Vladimir Nabokov

NABOKV-L post 0021978, Wed, 7 Sep 2011 11:50:22 -0300

Re: Ramsdale and a road sign to cities in fic..

Robert H. Boyle: Re Lolita, USA. [ Absently staring at the Nicki-channel for "Sponge Bob" and "Fairly Good Parents," I had the impression I saw "Ramsdale" and a road-sign indicating "Nabokovia."] Climax is not imaginary. It is in Greene County, New York.

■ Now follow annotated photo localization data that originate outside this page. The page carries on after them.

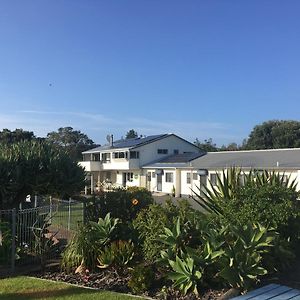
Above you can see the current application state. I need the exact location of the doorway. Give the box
[157,174,162,191]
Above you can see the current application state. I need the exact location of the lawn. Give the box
[0,276,144,300]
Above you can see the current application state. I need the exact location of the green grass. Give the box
[0,276,143,300]
[50,202,84,231]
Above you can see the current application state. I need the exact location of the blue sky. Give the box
[0,1,300,145]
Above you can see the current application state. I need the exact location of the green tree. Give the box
[194,138,218,152]
[125,129,138,139]
[46,127,95,161]
[0,128,37,144]
[245,120,300,149]
[0,141,86,210]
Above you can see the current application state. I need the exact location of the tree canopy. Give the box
[245,120,300,150]
[125,129,138,139]
[0,128,37,144]
[46,127,95,161]
[194,138,218,152]
[0,141,86,210]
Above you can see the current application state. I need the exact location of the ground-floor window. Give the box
[165,172,173,183]
[186,173,191,184]
[126,172,133,182]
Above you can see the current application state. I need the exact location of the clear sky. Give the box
[0,1,300,145]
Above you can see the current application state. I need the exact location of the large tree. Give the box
[0,141,86,210]
[46,127,95,161]
[125,129,138,139]
[245,120,300,150]
[194,138,218,152]
[0,128,37,144]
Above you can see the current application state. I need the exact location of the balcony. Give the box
[79,161,103,172]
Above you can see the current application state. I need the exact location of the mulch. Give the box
[33,266,228,300]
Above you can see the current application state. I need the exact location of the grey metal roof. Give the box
[142,152,204,169]
[83,134,170,153]
[191,148,300,170]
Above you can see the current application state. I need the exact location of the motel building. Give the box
[79,133,300,196]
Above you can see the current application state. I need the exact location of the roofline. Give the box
[208,147,300,154]
[131,133,201,150]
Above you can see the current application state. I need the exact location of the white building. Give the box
[79,133,200,194]
[79,134,300,196]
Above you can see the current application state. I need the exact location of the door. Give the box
[157,174,162,191]
[122,173,127,187]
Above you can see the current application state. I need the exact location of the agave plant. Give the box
[191,168,245,215]
[168,255,202,295]
[61,213,119,272]
[219,222,276,290]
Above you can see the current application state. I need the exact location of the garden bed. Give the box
[33,266,228,300]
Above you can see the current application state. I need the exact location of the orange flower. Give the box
[132,198,139,206]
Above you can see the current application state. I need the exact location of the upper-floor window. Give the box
[165,172,173,183]
[173,149,179,154]
[193,173,198,180]
[158,149,168,154]
[130,151,140,159]
[114,152,127,159]
[92,153,100,161]
[101,153,111,163]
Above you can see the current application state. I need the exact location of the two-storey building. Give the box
[79,133,200,194]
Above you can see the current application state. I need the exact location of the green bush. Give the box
[85,187,153,223]
[192,168,300,271]
[97,240,134,270]
[61,213,119,272]
[128,264,155,294]
[133,199,199,262]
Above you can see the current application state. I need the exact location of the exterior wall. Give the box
[136,135,199,167]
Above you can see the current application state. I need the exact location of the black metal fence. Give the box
[0,199,84,276]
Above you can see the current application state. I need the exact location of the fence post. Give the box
[10,208,16,274]
[68,198,71,231]
[34,194,38,208]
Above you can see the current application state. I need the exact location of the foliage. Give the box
[219,223,276,290]
[128,264,155,294]
[194,138,218,152]
[61,213,119,272]
[97,240,134,269]
[46,126,95,161]
[168,255,202,295]
[0,128,37,144]
[0,141,86,209]
[245,120,300,149]
[31,213,60,269]
[85,187,153,223]
[0,221,12,264]
[125,129,138,139]
[133,199,197,262]
[192,168,300,272]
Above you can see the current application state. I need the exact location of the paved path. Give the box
[233,284,300,300]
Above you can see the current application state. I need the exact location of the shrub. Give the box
[97,240,135,270]
[192,168,300,270]
[128,264,155,294]
[61,213,119,272]
[219,223,276,290]
[133,199,199,262]
[85,187,153,223]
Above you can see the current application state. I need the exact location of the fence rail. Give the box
[0,199,84,276]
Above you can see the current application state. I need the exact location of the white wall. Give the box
[137,135,199,167]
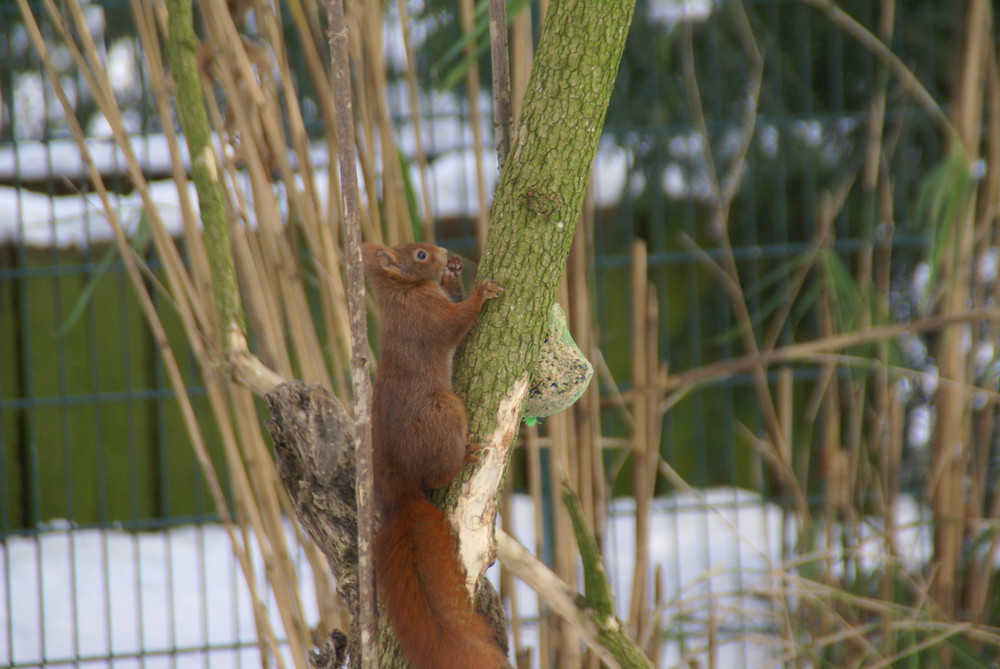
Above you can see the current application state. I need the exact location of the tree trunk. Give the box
[441,0,636,657]
[268,0,635,665]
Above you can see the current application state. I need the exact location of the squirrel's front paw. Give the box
[477,279,503,299]
[445,255,463,276]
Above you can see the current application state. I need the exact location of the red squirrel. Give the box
[362,242,507,669]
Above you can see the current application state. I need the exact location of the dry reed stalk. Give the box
[967,46,1000,628]
[814,250,844,516]
[499,475,525,664]
[624,239,664,656]
[568,213,606,548]
[232,385,312,654]
[814,254,849,653]
[873,237,900,658]
[284,0,345,220]
[626,240,650,637]
[266,4,333,213]
[640,285,662,657]
[395,0,436,240]
[836,0,898,606]
[552,221,609,669]
[510,1,533,121]
[546,406,583,667]
[363,0,413,245]
[775,365,800,653]
[777,368,793,483]
[523,424,551,669]
[664,306,1000,394]
[248,0,354,392]
[864,1,897,628]
[458,0,491,252]
[205,379,311,667]
[488,0,512,169]
[230,224,294,376]
[927,0,990,620]
[647,566,665,666]
[883,382,904,563]
[195,0,334,387]
[18,3,323,666]
[963,8,999,631]
[339,5,379,243]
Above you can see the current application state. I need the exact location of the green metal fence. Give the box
[0,0,977,666]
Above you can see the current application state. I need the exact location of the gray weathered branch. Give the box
[265,382,359,666]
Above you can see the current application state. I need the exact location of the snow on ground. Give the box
[0,490,931,669]
[1,520,313,669]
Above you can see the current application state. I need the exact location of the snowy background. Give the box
[0,490,933,668]
[0,133,642,249]
[0,0,846,252]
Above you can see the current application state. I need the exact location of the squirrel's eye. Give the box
[416,250,427,260]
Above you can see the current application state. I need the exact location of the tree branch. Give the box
[321,1,377,666]
[489,0,513,170]
[449,0,637,592]
[164,0,243,340]
[561,485,656,668]
[265,382,359,664]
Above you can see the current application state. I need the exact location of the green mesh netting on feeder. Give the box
[523,303,594,424]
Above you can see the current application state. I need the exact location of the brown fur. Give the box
[363,242,506,669]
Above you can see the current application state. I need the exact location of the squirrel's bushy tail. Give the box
[375,481,507,669]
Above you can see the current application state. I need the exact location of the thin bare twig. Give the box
[798,0,952,135]
[662,305,1000,394]
[458,0,491,251]
[680,4,790,468]
[489,0,513,170]
[397,0,436,240]
[496,529,622,669]
[323,1,377,665]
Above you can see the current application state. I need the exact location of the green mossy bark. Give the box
[562,486,614,616]
[453,0,635,436]
[436,0,635,665]
[165,0,244,340]
[564,486,656,668]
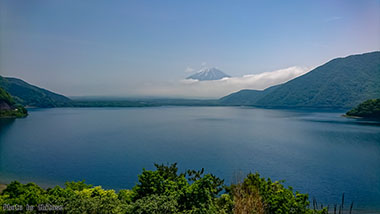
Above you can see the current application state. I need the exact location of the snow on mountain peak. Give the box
[186,67,230,81]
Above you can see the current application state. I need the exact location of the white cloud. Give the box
[137,66,311,98]
[185,67,195,73]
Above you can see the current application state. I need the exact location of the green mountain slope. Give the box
[0,76,72,107]
[0,87,28,118]
[219,85,281,106]
[220,51,380,108]
[0,87,15,106]
[346,98,380,119]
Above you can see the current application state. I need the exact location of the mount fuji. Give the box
[186,67,230,81]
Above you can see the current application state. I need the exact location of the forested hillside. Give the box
[0,76,72,108]
[346,98,380,119]
[221,52,380,108]
[0,87,27,118]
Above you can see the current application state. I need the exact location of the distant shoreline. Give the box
[343,114,380,122]
[342,114,362,119]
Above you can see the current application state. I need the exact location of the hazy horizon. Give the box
[1,0,379,98]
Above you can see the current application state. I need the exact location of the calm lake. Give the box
[1,107,379,212]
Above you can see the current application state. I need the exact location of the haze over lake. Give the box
[1,107,379,211]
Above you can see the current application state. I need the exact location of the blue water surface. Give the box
[0,107,379,212]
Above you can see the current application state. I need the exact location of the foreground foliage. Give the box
[0,164,327,213]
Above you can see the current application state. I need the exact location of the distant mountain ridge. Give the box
[0,76,72,107]
[2,51,379,109]
[220,51,380,108]
[187,67,230,81]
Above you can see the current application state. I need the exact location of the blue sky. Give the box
[1,0,379,97]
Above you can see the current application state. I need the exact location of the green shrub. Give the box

JM: Thanks for the information RHB. It seems to be almost impossible to create a totally new name for a city (rock-band names are there first, or computer-game agents) but it happens. The oft remembered "Ramsdale" sounds very common and, perhaps, it doesn't exist only as a town in New Hampshire, but it can be also found somewhere else and, if it's not the case, it becomes an investigable verbal coinage (with rape indicated by 'rams'?) I'm afraid I invented the "Nabokovia" (which I'll now people with hockey and soccer players, various goalkeepers and even Babe Ruth, from the terribly vulgar book by Leslie Daniels on Nabokov's house).

Being vaguely interested in random events in literature and life, I've been trying to read Leonard Mlodinov's "The Drunkard's Walk (How randomness rules our lives)" for ages. Its first lines in the foreword are so promising that, mysteriously, I never proceed forward into the book! Giving it a new try today I was reminded, as it happens so often with me, of Nabokov and, now, his "liens dedaliens" (links-and-bobolinks) in Pale Fire.
Mlodinov's book starts with a story about a Spanish guy who explained why he won a big lottery prize by betting on n.48 (he said he dreamed seven times seven with it and, "since 7 x7=48," he decided to choose this number...). The saying "God moves in a mysterious way" in my country becomes "God writes straight with crooked lines," and there might be a French or a Russian equivalent to the suggested image in the Portuguese version for Nabokov's emphasis on tortuous individual mazes set straight by the motion of a printless thumb bears an interesting secondary,perhaps critical resonance to it.*
* Cf.: Pale Fire's Shade: "...topsy-turvical coincidence,/ Not flimsy nonsense, but a web of sense./ Yes! It sufficed that I in life could find/ Some kind of link-and-bobolink...
and Charles Kinbote on line 810 (A Web of Sense):"...fragment written by Lane on May 17, 1921, on the eve of his death...: "And if I had passed into that other land, whom would I have sought? ...Aristotle! - Ah, there would be a man to talk with! What satisfaction to see him take, like reins from between his fingers, the long ribbon of man's life and trace it through the mystifying maze of all the wonderful adventure.... The crooked made straight. The Daedalian plan simplified by a look from above - smeared out as it were by the splotch of some master thumb that made the whole involuted, boggling thing one beautiful straight line."